Daily consumption of caffeine in coffee, tea or soft drinks increases blood sugar levels for people with type II diabetes and might undermine efforts to control their disease, scientists at Duke University Medical Centre said.
Dr James Lane, a psychologist at Duke and the lead author of the study, tracked ten patients with established type II diabetes, who drank at least two cups of coffee daily and were trying to manage their disease through diet, exercise and oral medications, but no extra insulin.

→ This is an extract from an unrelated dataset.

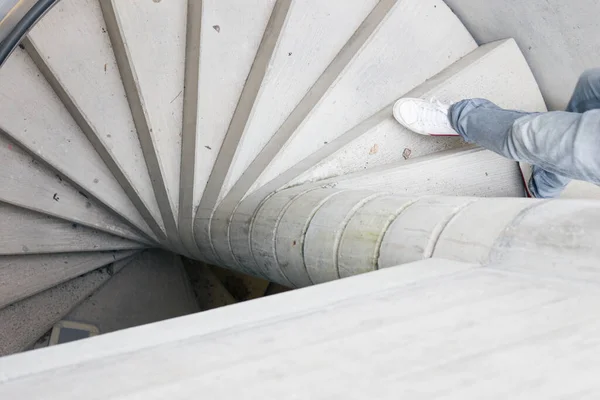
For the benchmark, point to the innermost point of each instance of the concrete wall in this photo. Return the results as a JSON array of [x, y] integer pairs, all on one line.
[[559, 38]]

Each had a tiny glucose monitor embedded under their abdominal skin that continuously monitored their glucose levels over a 72-hour period.
The researchers found that when the participants consumed caffeine, their average daily sugar levels went up 8 per cent.
Caffeine also exaggerated the rise in glucose after meals: increasing by 9 per cent after breakfast, 15 per cent after lunch and 26 per cent after dinner.
''Coffee is such a common drink in our society that we forget that it contains a very powerful drug-- caffeine. Our study suggests that one way to lower blood sugar is to simply quit drinking coffee, or any other caffeinated beverages,'' the Science Daily quoted Dr Lane as saying.